The industry's response to the Danfoss Mobile CO₂ Training Unit in 2018 was so positive, the unit will remain in the United States a little longer to give installers, service technicians, and OEM engineers in the Baltimore, MD area another opportunity to receive accessible CO₂ refrigeration systems knowledge and training.
As applications for CO₂ refrigeration systems expand, those within industry must increase their competences regarding its use. To help address this growing need, Danfoss developed the Mobile CO₂ Training Unit in 2016. The training unit blends equipment and components for CO₂ solutions, hands-on training panels, and interactive learning modules with on-site instruction by dedicated Danfoss CO₂ champions who share their in-depth knowledge of the natural refrigerant’s properties and the opportunities and challenges surrounding the use of CO₂.

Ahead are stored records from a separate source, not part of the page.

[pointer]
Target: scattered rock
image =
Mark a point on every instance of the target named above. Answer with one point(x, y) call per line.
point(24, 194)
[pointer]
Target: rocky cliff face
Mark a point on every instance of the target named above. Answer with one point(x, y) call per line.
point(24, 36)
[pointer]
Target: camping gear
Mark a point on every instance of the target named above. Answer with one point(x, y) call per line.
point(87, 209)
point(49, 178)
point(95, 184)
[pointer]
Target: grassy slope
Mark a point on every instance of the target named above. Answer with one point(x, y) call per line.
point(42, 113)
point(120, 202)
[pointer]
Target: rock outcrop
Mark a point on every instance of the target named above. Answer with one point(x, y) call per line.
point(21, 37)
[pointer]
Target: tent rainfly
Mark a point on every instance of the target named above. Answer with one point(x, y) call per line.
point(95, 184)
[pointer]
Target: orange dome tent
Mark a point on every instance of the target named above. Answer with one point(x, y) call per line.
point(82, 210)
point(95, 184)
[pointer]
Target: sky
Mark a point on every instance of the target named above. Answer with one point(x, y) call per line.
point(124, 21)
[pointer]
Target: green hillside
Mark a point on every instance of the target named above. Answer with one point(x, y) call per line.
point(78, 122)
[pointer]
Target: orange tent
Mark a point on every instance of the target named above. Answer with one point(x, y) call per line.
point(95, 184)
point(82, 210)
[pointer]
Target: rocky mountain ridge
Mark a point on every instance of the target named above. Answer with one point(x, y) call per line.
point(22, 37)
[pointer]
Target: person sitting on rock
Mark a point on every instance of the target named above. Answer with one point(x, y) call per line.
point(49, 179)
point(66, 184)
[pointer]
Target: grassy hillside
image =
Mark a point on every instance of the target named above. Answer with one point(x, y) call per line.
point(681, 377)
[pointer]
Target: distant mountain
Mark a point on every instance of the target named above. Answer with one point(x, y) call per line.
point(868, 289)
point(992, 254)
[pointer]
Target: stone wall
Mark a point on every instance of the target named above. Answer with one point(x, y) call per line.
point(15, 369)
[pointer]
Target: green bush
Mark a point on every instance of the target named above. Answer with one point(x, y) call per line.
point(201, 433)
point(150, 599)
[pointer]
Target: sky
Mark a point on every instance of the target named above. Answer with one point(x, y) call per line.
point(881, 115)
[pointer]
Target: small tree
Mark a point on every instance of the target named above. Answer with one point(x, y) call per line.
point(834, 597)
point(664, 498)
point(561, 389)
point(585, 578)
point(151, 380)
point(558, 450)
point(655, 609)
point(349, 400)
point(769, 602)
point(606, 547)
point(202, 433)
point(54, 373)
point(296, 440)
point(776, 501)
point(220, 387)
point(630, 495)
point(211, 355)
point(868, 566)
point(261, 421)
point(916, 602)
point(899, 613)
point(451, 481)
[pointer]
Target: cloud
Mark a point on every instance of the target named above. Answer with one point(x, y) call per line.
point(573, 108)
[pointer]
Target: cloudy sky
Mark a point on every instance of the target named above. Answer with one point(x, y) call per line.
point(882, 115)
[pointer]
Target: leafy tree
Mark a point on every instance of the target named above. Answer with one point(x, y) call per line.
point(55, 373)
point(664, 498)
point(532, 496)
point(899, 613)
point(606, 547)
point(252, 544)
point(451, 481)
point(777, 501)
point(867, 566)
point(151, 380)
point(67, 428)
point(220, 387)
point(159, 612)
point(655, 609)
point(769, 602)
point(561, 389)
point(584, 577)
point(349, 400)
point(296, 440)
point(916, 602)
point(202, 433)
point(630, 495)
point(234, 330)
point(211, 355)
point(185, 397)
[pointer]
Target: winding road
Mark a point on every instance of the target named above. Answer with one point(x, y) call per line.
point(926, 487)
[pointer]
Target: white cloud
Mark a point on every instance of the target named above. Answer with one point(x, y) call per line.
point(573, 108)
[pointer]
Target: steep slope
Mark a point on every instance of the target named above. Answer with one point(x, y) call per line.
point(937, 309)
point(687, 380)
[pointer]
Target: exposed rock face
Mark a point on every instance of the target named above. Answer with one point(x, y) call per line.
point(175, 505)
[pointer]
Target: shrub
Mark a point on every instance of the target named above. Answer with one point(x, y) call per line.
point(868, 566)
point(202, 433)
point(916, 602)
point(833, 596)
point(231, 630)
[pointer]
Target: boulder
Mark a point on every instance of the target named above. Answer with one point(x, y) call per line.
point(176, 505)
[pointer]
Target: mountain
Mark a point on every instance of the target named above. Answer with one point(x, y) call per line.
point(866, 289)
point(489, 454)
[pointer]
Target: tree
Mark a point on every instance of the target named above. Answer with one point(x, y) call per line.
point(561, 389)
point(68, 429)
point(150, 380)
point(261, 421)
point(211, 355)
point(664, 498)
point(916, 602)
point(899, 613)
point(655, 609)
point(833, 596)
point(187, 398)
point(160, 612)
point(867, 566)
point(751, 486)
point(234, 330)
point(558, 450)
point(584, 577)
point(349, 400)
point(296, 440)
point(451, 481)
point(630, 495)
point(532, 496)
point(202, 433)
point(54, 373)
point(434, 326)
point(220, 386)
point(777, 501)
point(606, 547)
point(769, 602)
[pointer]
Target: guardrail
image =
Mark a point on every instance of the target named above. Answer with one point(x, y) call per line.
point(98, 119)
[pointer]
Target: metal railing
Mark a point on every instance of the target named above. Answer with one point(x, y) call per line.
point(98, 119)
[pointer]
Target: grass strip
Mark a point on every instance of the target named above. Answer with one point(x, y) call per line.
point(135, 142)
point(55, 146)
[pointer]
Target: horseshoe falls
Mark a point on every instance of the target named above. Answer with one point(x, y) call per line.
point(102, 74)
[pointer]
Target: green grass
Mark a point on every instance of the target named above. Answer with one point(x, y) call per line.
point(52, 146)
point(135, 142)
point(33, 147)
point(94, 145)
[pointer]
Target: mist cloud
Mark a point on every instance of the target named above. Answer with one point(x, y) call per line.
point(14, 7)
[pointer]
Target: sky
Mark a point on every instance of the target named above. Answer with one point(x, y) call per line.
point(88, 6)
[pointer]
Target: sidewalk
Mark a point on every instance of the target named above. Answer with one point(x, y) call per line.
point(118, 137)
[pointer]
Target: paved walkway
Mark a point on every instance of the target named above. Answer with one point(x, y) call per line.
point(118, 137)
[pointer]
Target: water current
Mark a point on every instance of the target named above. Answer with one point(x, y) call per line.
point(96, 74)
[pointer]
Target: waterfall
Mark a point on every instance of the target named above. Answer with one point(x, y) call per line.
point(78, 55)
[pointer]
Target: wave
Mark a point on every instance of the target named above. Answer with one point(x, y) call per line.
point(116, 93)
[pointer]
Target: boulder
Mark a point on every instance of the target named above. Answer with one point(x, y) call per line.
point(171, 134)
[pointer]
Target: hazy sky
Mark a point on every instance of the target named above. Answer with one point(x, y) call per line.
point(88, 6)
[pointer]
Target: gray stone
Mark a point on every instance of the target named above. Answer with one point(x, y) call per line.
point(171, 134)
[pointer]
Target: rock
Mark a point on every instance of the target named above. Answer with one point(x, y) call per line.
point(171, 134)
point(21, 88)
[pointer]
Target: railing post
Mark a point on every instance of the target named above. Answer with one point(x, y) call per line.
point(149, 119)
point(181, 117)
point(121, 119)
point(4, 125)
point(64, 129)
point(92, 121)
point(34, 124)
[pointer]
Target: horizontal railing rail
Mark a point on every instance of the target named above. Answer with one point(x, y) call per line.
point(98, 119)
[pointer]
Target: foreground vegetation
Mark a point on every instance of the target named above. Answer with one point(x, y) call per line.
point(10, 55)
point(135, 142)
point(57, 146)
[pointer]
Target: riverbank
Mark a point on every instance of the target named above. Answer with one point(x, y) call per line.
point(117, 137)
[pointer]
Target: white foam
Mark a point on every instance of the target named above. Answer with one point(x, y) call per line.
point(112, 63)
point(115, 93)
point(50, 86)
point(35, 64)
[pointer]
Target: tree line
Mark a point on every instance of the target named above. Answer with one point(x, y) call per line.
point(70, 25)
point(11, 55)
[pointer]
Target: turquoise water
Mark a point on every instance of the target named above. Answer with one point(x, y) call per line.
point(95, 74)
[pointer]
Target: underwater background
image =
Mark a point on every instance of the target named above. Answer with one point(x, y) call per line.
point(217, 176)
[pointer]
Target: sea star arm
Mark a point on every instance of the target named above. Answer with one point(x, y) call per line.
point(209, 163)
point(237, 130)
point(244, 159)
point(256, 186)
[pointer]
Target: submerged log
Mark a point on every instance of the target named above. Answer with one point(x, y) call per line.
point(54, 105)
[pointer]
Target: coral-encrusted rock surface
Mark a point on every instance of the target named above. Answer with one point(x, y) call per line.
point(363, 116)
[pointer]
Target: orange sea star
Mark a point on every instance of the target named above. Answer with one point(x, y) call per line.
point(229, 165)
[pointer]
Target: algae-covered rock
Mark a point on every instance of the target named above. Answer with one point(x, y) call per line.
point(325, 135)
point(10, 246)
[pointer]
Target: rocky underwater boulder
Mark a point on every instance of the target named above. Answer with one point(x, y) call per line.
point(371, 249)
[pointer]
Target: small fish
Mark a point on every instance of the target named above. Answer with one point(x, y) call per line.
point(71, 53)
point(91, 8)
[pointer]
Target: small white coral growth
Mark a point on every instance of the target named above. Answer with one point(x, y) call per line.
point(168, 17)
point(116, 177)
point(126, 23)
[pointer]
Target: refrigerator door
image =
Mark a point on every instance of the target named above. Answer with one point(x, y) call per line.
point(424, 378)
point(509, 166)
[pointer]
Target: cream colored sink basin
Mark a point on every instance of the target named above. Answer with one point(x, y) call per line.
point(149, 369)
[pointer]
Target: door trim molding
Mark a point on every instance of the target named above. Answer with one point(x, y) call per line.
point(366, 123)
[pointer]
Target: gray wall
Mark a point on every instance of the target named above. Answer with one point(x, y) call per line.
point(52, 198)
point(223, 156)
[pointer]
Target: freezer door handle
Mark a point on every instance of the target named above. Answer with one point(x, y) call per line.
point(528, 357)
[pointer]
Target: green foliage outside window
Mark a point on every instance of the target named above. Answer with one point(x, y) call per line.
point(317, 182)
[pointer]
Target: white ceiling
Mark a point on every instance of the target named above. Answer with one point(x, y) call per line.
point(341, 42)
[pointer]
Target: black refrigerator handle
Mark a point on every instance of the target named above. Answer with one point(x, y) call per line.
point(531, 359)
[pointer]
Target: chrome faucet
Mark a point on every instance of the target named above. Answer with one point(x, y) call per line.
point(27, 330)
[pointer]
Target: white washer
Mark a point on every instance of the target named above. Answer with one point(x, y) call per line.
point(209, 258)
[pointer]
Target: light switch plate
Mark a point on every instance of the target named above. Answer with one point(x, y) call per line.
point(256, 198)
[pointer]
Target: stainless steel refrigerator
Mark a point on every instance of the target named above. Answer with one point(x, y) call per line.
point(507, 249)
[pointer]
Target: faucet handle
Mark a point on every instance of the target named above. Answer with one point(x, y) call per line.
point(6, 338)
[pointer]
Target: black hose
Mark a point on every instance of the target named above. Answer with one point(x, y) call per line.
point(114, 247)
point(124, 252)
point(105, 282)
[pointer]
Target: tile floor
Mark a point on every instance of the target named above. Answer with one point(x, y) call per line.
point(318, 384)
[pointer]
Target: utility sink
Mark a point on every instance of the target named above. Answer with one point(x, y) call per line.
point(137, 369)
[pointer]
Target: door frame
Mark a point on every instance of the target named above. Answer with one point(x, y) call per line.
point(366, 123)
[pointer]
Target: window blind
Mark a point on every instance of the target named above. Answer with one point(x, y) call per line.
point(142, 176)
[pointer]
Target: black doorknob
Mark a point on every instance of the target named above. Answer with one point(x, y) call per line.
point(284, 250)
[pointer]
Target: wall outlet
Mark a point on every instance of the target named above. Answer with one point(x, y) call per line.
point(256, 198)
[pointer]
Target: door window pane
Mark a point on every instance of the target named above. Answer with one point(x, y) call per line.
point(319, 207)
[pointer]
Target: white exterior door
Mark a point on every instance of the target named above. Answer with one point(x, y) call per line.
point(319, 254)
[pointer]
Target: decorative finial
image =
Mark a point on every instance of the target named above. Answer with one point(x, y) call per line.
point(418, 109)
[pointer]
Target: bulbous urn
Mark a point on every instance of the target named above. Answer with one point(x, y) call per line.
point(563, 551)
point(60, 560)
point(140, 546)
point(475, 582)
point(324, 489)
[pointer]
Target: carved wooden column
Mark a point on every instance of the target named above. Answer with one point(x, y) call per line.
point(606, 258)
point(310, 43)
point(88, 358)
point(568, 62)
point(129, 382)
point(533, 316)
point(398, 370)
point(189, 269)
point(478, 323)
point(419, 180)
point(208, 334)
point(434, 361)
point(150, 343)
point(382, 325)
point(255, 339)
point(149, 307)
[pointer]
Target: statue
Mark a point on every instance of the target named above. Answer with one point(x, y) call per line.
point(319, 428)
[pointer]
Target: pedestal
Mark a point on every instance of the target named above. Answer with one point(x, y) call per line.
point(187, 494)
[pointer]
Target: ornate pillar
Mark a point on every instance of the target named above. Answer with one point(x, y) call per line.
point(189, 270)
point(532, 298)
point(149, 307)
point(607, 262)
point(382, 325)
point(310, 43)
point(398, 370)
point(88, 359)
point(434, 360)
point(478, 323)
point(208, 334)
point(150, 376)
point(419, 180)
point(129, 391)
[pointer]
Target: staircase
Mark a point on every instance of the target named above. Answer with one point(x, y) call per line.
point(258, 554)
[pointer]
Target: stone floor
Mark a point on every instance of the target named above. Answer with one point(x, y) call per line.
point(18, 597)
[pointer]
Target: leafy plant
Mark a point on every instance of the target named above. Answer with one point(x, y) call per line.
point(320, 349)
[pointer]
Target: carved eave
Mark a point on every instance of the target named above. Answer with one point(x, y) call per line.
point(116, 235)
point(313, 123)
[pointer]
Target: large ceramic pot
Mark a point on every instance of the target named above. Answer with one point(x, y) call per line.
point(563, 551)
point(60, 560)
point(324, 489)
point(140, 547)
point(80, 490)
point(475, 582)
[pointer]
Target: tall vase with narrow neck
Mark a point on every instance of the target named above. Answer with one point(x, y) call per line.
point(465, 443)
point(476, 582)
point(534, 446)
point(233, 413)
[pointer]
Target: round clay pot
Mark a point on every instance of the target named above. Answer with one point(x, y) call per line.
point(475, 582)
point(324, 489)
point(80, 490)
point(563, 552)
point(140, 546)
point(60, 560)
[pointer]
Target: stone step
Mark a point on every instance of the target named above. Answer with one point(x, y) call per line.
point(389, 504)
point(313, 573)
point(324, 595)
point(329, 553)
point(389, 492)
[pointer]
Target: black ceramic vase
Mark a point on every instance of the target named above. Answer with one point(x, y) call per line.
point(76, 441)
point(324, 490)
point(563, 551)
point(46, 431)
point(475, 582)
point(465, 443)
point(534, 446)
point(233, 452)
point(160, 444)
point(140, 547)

“Danfoss is a leading provider of CO₂ solutions and we encourage the use of the sustainable refrigerants,” said Hans Ole Matthiesen, Segment Marketing Director, Food Retail at Danfoss.
The Mobile CO₂ Training Unit will be at the Danfoss headquarters in Baltimore, MD January 22–24.
Sign up to attend a training session near you at http://www.bit.ly/CO2Training.
The CO₂ solutions presented in the mobile training unit range from simple gas-bypass systems to more complex parallel compression solutions with or without heat reclaim. Moreover, the training unit introduces Danfoss’ ejector technology, which industry experts recognize as key in the evolution of transcritical CO₂ refrigeration. These ejectors have the potential to enhance the energy efficiency of their systems by up to 20% on the hottest days of the year, thereby solving a problem that previously limited the use of transcritical CO₂ systems to warmer climates.
Technologies for CO₂ refrigeration are still evolving to offer enhanced performance while increasing the ease of use. As these new technologies emerge, the mobile training unit will be constantly updated with new components, know-how, and learning modules to reflect these changes.